SARS can take up to 21 working days to process these AIT applications, but timelines are rarely uniform and usually depend on your tax record. If you have an outstanding return, a disputed assessment, or any discrepancy on your profile, processing this transfer will be delayed while you resolve it. And you might not know there’s a problem until it happens. Factor in gathering your supporting documentation, which includes proof of funds, bank statements and investment details, and the transfer can stretch from weeks to months.

“The compliance requirements for each allowance are fundamentally different,” says Harry Scherzer, CEO of Future Forex. If you haven’t factored in the SARS AIT lead time before agreeing on a settlement date with your international receiving party, you could easily run into problems.”

Another cost factor that is often overlooked is currency exposure during the approval period. Exchange rates are variable. If you’ve agreed to transfer R3 million when the rand is at 16.50 to the dollar, a six-week processing delay can mean completing the transfer at a materially different rate.
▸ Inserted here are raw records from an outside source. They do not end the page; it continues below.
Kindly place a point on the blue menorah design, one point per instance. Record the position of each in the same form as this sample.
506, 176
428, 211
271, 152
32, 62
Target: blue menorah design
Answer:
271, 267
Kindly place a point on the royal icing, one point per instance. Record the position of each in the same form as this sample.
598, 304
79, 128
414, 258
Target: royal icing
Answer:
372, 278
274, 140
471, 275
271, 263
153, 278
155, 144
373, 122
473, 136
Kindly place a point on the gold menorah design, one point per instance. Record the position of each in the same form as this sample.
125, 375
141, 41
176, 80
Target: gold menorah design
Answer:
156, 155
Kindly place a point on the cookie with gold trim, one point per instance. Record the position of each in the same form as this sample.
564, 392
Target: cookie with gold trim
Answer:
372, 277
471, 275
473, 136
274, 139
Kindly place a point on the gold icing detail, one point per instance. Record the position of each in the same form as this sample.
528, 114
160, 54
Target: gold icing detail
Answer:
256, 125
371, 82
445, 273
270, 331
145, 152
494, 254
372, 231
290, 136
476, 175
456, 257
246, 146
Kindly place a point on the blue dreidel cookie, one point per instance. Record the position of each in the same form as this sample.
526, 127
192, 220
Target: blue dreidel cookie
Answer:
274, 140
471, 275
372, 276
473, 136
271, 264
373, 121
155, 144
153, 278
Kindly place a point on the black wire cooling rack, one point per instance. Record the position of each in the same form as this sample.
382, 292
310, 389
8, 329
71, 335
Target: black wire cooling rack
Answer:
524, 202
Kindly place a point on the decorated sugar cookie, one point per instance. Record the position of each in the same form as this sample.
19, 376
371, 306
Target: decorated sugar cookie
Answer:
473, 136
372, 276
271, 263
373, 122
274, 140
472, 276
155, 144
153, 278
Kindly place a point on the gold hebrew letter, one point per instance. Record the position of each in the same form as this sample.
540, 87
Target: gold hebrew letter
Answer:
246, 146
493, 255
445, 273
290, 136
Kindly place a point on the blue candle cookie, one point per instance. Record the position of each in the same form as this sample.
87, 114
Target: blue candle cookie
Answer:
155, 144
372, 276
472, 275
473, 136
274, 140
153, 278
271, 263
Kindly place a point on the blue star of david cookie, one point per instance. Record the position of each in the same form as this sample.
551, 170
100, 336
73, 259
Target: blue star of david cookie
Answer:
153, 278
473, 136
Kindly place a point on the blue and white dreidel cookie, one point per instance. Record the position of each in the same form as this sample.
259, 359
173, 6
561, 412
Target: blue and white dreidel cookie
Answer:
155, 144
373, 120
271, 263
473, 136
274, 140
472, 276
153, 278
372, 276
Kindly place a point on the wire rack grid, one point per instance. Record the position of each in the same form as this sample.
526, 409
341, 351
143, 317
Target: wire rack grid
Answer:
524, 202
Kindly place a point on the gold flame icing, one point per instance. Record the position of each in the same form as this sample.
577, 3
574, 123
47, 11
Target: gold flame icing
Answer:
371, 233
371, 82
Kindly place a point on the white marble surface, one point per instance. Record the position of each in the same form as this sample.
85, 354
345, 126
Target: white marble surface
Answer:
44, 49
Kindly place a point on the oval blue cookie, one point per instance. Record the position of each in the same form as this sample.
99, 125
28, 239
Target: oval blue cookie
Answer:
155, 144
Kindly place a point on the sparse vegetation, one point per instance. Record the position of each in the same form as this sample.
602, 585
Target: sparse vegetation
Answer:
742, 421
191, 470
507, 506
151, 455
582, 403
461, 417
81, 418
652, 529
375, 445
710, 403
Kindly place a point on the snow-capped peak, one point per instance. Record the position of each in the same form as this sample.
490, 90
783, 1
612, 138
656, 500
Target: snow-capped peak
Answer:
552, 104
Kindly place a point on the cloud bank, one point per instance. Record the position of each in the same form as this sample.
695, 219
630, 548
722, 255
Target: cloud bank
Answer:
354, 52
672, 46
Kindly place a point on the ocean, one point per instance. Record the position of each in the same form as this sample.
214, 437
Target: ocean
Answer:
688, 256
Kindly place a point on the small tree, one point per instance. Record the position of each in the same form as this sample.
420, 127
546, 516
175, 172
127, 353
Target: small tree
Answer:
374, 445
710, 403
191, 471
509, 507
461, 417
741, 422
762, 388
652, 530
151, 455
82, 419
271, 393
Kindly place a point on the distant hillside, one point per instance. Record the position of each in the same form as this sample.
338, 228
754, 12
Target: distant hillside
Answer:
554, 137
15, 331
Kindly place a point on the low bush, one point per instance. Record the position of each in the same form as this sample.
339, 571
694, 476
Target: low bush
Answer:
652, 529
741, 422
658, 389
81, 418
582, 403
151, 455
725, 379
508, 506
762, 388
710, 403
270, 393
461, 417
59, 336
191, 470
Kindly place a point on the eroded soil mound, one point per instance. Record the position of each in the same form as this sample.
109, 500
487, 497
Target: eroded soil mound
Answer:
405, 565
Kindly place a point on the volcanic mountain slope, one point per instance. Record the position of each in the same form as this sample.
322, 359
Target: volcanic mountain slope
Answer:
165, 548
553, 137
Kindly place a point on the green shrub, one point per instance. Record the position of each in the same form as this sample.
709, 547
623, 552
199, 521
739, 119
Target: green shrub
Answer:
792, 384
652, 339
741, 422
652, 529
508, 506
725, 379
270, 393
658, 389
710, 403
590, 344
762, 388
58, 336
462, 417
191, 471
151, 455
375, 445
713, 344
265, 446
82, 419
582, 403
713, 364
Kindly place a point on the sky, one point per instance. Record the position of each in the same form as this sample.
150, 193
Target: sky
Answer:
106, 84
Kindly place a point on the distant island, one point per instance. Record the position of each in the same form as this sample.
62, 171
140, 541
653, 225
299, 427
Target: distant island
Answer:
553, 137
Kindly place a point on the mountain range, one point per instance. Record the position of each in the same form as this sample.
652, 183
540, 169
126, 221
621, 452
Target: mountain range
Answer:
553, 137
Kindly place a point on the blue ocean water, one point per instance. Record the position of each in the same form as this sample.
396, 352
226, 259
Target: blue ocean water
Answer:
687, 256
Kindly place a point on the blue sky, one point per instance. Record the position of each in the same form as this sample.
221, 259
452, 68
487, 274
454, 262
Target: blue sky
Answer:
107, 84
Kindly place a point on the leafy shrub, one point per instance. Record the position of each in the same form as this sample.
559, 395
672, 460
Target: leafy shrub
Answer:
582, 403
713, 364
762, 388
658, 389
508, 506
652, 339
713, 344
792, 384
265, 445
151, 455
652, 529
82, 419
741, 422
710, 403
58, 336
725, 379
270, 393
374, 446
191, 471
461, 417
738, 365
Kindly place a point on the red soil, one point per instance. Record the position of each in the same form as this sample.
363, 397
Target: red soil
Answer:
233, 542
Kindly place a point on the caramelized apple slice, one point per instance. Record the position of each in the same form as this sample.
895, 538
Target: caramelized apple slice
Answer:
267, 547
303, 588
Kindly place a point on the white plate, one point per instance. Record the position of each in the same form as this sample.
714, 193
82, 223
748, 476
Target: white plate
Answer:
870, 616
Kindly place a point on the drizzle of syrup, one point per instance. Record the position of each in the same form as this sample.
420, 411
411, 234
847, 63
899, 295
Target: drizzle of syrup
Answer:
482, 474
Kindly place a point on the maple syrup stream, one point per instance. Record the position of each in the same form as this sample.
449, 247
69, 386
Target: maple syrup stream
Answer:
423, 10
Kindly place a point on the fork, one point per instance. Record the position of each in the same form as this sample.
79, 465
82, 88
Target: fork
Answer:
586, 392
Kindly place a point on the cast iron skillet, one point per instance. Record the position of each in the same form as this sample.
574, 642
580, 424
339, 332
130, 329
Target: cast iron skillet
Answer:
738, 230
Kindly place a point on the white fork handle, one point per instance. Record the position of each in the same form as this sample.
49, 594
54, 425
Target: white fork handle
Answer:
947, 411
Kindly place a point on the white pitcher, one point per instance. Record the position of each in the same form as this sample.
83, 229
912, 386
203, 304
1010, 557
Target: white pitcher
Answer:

If you’ve committed to a foreign purchase at a fixed price, the rand equivalent of what you owe changes every day you’re waiting – and it could work against you.

The compliance process and currency fluctuations need to happen in parallel: ideally, your rate must be locked in before the contract is signed.

Above R10 million: even more complicated
For transfers above R10 million, special approval from SARB’sFinancial Surveillance Department is also required, on top of the SARS AIT clearance. SARB will scrutinise both the source of funds and the purpose of the transfer. This typically means detailed documentary proof of how the wealth was accumulated, whether through salary, investment growth, a business sale, or inheritance. The purpose must be verifiable and investment-related.

Incomplete applications delay the process, and once you’re in the queue, you simply have to wait. There is no way to expedite it.

Flexibility has increased — complexity hasn’t
The raised SDA threshold is genuinely useful. But the rules governing it haven’t changed: it still requires your ID, proof of banking, and the purpose of the transfer. An AIT application still requires proof of source of funds, bank statements and investment details on top of that, plus SARS sign-off that can take weeks.

“Once you move beyond the SDA, timelines become far less predictable. Delays in the AIT process can have real consequences — from missing a property transaction to being exposed to adverse currency movements and penalties tied to international commitments.”

In this environment, preparation is critical. Working with a specialist provider can help ensure that documentation is correctly structured from the outset and aligned with SARS requirements, reducing the risk of avoidable delays or rejections.

If your transfer needs exceed R2 million, know what you’re walking into and plan well in advance before you commit, especially if large numbers are at stake.